First, a key limitation that every architect should pay attention. Redis reaches the limits of what you can do in well-written single-threaded C. One of those limits is that you really, really, *really* don't want to go outside of RAM. Think about what is stored, and be sure not to waste space. (It is surprisingly easy to leak memory.)
Second, another use case. Replication in Redis is cheap. If your data is small and latency is a concern (eg happened to me with an adserver), then you can locate read-only Redis replicas everywhere. The speed of querying off of your local machine is not to be underestimated.
And third, it is worth spending time mastering Redis data structures. For example suppose you have a dynamic leaderboard for an active game. A Redis sorted set will happily let you instantly display any page of that leaderboard, live, with 10 million players and tens of thousands of updates per second. There are a lot of features like that which will be just perfect for the right scenario.

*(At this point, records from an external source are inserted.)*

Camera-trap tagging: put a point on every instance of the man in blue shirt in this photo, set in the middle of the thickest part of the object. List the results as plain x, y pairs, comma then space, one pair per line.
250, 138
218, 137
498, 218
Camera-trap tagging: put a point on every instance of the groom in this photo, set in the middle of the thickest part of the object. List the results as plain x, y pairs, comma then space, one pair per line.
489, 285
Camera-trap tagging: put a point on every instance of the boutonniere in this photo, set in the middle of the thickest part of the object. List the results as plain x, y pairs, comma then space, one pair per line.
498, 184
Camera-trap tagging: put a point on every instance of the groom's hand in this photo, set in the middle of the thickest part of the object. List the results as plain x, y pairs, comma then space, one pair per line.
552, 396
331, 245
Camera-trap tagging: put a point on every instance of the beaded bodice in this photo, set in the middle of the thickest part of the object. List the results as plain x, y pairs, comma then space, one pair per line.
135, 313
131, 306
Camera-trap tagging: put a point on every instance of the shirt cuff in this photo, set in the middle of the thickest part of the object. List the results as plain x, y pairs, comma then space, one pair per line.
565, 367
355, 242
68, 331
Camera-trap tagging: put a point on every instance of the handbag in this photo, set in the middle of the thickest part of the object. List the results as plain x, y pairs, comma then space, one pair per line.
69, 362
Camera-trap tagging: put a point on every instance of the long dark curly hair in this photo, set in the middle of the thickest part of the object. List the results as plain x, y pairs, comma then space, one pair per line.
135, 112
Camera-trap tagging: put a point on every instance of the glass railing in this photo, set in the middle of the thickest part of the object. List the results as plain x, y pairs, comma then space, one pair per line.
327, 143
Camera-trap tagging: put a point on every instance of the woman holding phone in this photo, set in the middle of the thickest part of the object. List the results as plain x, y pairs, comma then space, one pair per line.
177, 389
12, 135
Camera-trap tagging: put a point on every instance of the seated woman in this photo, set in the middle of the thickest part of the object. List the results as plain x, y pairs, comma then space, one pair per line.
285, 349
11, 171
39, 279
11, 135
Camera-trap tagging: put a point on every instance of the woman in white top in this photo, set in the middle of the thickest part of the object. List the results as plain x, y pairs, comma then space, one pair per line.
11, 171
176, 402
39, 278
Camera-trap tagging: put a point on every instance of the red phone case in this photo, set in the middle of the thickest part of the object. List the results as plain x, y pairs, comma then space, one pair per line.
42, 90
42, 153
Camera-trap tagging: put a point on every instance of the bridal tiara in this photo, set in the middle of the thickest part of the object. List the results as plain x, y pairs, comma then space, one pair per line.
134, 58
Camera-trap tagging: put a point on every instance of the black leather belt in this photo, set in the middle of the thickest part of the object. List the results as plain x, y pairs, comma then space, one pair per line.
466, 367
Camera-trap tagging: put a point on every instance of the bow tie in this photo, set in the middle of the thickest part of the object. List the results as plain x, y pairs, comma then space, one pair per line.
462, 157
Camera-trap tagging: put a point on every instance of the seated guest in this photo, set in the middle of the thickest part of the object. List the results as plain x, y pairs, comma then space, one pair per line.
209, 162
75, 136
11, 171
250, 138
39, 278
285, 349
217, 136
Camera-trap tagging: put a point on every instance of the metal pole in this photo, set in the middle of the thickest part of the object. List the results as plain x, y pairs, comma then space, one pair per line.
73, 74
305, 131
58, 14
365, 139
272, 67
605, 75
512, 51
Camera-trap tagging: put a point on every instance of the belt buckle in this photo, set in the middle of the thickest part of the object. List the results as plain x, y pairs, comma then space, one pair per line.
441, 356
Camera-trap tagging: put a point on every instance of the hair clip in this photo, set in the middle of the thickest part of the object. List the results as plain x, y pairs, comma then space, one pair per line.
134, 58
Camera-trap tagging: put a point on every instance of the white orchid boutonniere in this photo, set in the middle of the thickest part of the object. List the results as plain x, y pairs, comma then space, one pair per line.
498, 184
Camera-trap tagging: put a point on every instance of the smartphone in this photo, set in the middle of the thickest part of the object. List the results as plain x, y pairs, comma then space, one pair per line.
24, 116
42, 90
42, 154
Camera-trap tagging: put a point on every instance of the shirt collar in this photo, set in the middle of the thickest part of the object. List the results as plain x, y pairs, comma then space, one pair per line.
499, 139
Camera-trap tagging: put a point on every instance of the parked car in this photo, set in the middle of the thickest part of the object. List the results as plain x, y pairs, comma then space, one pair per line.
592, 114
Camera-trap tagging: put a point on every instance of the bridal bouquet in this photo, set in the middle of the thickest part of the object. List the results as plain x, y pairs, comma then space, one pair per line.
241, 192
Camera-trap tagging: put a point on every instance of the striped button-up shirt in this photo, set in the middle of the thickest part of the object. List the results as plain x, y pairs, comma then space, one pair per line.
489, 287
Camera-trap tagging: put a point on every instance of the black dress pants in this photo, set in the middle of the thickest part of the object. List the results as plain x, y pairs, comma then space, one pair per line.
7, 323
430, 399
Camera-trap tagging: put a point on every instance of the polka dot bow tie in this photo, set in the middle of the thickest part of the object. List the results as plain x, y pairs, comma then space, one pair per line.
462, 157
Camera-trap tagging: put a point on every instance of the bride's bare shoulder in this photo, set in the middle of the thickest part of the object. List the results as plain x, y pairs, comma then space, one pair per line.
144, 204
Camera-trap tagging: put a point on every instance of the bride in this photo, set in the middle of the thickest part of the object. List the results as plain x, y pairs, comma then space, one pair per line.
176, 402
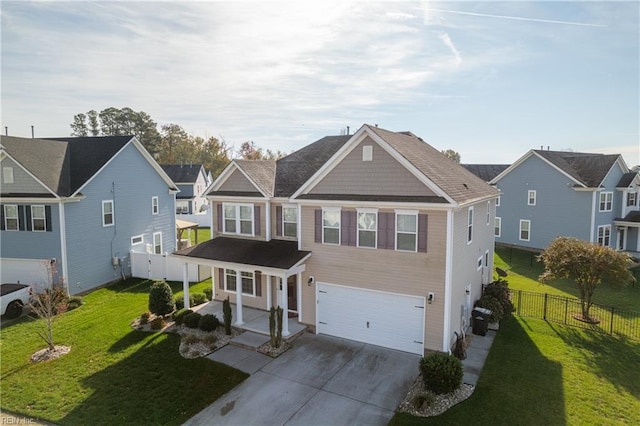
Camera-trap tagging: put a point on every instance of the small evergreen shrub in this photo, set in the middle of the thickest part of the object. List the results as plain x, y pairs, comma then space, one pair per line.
208, 293
178, 316
161, 299
208, 322
490, 302
441, 373
198, 298
191, 320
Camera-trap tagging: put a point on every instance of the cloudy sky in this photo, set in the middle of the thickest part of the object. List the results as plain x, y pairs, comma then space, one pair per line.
488, 79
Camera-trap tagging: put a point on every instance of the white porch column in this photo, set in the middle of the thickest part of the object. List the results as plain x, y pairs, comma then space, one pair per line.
269, 303
285, 307
239, 320
185, 284
299, 294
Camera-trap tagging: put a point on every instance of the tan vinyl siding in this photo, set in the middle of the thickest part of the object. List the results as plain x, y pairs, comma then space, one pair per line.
238, 182
382, 176
380, 269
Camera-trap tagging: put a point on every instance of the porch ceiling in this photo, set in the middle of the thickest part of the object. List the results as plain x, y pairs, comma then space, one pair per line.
277, 254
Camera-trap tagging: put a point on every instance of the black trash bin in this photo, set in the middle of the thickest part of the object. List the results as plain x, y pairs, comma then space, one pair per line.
480, 318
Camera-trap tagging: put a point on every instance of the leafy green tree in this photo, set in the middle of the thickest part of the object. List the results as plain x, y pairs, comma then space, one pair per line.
588, 265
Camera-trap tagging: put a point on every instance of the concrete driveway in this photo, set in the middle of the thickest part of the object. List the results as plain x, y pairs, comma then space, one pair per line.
322, 380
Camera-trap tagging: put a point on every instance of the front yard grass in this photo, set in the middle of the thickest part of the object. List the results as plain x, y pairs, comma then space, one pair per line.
543, 373
113, 374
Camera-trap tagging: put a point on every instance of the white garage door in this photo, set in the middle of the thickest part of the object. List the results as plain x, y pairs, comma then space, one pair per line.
385, 319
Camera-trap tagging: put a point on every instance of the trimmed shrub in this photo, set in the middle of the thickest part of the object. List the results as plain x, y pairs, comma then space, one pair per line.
178, 316
208, 292
441, 373
198, 298
208, 322
490, 302
191, 320
161, 299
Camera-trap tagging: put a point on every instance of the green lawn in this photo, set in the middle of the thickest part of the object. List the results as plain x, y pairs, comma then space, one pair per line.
539, 373
113, 375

You can have massive amounts of RAM these days. You’re sooner to hit big-O limits from bad architectural decisions than run out of memory. If you do get to that point you likely have enough value in your usage to justify scaling out further and sharding.

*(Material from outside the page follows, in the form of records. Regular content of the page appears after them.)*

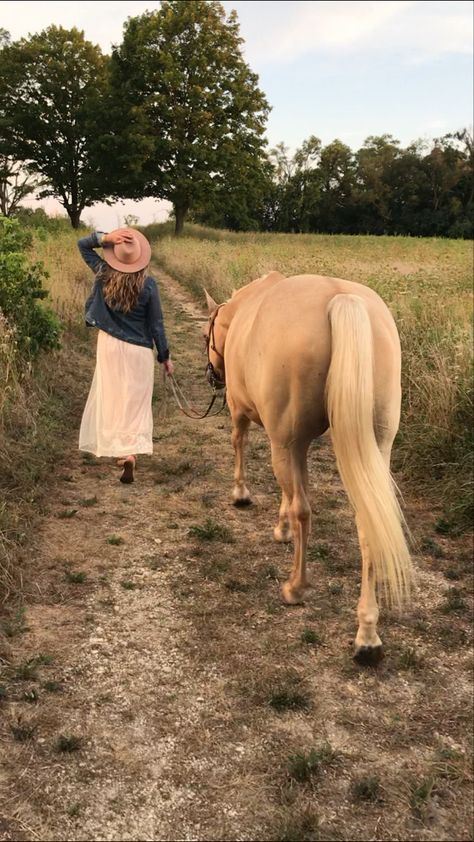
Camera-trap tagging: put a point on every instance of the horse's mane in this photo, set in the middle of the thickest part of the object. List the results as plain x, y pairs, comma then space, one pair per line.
237, 292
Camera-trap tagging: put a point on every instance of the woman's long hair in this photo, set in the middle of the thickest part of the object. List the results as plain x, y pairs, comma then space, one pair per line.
121, 289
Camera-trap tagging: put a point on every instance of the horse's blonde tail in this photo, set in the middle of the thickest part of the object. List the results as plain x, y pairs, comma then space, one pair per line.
363, 469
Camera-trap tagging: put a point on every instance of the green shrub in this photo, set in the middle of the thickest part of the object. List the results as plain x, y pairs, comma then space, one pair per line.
36, 327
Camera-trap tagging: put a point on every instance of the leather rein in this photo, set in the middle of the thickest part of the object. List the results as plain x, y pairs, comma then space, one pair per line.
212, 376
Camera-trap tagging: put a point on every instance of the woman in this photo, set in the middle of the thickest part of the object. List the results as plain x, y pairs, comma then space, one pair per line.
125, 306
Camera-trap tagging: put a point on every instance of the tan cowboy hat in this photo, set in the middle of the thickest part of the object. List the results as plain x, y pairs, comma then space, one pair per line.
129, 256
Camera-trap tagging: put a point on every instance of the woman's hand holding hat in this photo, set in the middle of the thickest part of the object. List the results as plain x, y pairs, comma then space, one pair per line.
114, 238
130, 250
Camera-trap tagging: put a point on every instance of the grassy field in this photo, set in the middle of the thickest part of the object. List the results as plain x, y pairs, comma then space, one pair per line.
157, 686
36, 406
427, 283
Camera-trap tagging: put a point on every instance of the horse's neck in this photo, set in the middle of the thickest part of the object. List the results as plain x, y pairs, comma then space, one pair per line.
252, 291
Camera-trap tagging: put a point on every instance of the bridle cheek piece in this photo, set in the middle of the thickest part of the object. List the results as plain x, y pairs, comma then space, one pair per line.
212, 376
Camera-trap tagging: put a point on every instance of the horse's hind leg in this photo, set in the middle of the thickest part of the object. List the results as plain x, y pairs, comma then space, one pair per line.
291, 473
240, 494
368, 646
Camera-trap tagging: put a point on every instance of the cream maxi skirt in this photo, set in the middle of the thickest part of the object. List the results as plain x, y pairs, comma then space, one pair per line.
117, 419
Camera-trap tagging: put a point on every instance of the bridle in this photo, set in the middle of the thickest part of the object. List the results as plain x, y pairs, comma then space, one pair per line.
212, 378
211, 374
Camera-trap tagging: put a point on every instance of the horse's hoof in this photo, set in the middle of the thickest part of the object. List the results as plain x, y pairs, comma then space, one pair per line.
368, 656
242, 502
290, 596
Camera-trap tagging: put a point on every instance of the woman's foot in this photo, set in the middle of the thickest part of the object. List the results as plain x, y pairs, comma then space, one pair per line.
128, 469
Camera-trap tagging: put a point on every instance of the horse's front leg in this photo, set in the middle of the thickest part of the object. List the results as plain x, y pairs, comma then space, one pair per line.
282, 531
240, 494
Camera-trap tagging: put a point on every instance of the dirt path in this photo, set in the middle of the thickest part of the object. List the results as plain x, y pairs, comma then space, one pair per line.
160, 690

> And third, it is worth spending time mastering Redis data structures.
Bingo. The true secret to properly using Redis: understanding the big-O complexity of each operation (…and ensuring that none of your interactions are more than logarithmic).
Absolute disagreement.
It is very easily to accidentally leak a few hundred MB per week in a busy Redis system. The code will look and work fine...at first. It is correspondingly hard to track down and clean up the leak a few months later. (Particularly if there are multiple such to track down.) Yes, you can go for years just buying larger and larger EC2 instances. But that will also come with a shocking price tag.

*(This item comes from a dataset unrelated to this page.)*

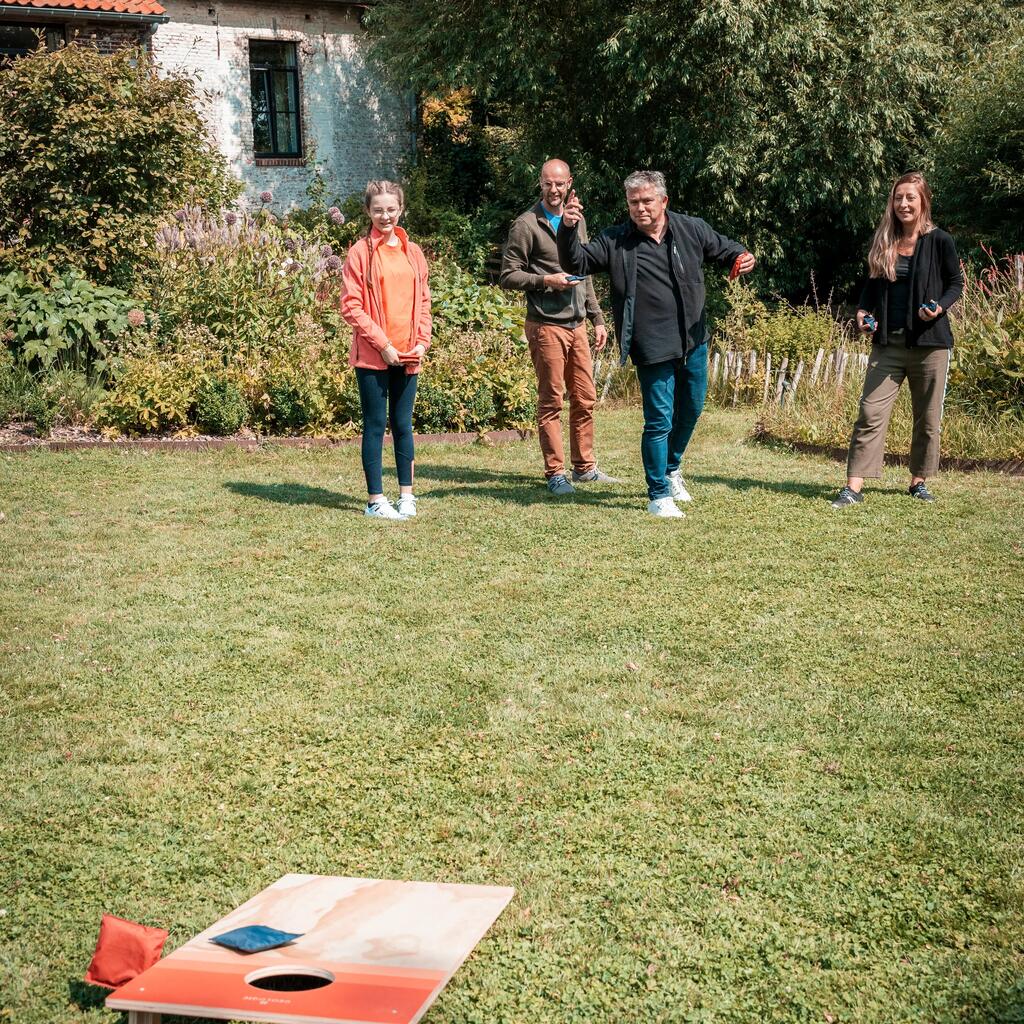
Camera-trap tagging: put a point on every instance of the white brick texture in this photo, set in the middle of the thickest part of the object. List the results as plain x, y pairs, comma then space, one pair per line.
357, 129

I know of a number of organizations that this happened to. And pretty much every bad Redis story I hear about had this as a root cause. That is why I brought it up as an important consideration.
True, but I am finding that balancing CPU and RAM can be tricky. Slapping 128GB on a 1-core machine means you quickly have CPU limitations.
This is a good idea, maybe a prompt for another post.
Do you face any consistency issues with doing this?
This is said to have a 10μs latency in the chart. But I'm fairly sure that is a calculation of bandwidth based on 1KB / 1GBps
10μs is about 3Km, so at most a 1.5Km round-trip.
For a chart labelled latency, I'm surprised to see bandwidth calculations included. Any network hop would actually have far greater latency, if nothing else because communication typically involves more than a single round-trip for acknowledgement, etc.
It might be worth making it clear some of the numbers are about bandwidth not latency.
The simplest scenario in the article is a single Redis instance residing on the same machine as the application. What's the benefit to this versus just storing data directly within the application?
I personally first reached for Redis when I needed to asynchronously process a bunch of JSON uploaded by clients via POST. I initially just stuck them in a ConcurrentQueue in memory, but no matter how much I fiddled with HostedServices and BackgroundWorkers and whatever the MS documentation recommended, the ASP.NET Core app would occasionally 'lose' that queue before it could be consumed (or the consuming loop would get stuck, with the same result).
You are also probably running your app on a pretty high-level language, with bytecode and reflection and all that nice stuff - if not even an interpreted language - while Redis is raw C code and will outperform your homebrew double-linked list or hash set.
So if you can fetch some cached data from a Redis key, even if on the same machine, it will cost you significantly less than querying a relational database.
I'm not a Redis user, but that's based on what I've read
What tool do you use for your diagramming, is it all hand-drawn?
HN automatically combines submissions so that subsequent submissions count as upvotes for the first submission.
If a popular source posts a new article, users will "rush" to post it to HN to reap that sweet karma and the winner will "catch" the upvotes of the others.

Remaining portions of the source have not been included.